[Date Prev][Date Next][Thread Prev][Thread Next]
- Subject: Re: The Lua utf8 library (Was: Issues: Character 160 ...)
- From: Dirk Laurie <dirk.laurie@...>
- Date: Wed, 11 Jul 2018 16:12:14 +0200
2018-07-11 15:10 GMT+02:00 Hisham <firstname.lastname@example.org>:
> On 11 July 2018 at 03:43, Dirk Laurie <email@example.com> wrote:
>> There is an obvious analogy between codons and characters,already
>> exploited in the names of the functions utf8.char and utf8.len. The
>> analogy defines what the (presently non-existent) functions utf8.find,
>> utf8.sub, utf8.match, utf8.reverse, utf8.rep, utf8.gsub and
>> utf8.gmatch should mean.
> A few years ago I went through the exercise of reworking the core
> pattern matching function of the Lua string library (which powers
> string.match, string.gsub, string.gmatch) to work on UTF-8 codepoints
> instead of bytes. My goal was to see if it was a small enough addition
> to have a shot at being asked for inclusion in the library. I believe
> I did get it working, if my memory serves me right. Patch follows
> In the end, what turned me off about the idea was that the predefined
> character classes such as %a and %d would be either unavailable or
> misleading/incompatible — they couldn't be Unicode-based because we're
> not supporting Unicode (just UTF-8), but they aren't ASCII-based
> either, because the ones in string.match are affected by setlocale.

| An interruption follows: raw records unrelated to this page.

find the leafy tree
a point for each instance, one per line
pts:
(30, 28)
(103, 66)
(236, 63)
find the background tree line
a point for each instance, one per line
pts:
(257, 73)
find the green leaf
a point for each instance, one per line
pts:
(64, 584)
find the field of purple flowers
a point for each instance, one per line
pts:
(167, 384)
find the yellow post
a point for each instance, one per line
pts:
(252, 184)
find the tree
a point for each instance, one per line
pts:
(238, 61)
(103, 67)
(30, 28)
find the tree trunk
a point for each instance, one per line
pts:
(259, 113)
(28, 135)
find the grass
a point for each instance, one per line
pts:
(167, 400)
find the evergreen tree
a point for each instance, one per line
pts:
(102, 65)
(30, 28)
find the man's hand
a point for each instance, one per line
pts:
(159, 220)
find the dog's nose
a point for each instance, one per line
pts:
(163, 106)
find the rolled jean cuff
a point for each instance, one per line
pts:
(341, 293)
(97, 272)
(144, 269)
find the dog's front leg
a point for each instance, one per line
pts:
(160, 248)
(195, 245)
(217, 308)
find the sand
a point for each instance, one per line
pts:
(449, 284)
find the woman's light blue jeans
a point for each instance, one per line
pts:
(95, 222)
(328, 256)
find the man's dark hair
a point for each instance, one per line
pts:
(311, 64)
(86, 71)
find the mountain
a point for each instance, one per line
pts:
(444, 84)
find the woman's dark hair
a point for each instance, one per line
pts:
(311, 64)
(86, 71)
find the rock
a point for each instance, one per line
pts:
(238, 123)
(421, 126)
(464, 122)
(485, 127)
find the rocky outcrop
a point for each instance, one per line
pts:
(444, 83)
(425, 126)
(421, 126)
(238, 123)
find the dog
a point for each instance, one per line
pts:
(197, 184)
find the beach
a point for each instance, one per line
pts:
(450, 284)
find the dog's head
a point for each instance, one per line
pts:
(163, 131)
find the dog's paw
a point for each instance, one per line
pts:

> Ultimately, the problem is: you would expect utf8.match("name:
> %a*%d+", "name: Hélène123") to work, but that doesn't seem feasible to
> do without adding Unicode knowledge.
I would not like to tamper with existing classes, but one could introduce
definable character classes, almost like having a metatable for patterns.
Suppose we had this function:
lc is a character class not currently defined e.g. "%y"
test(str) is a function that returns the matching substring if str
starts with a substring of that class,yes, otherwise nil
Then the user can add whatever Unicode knowledge is needed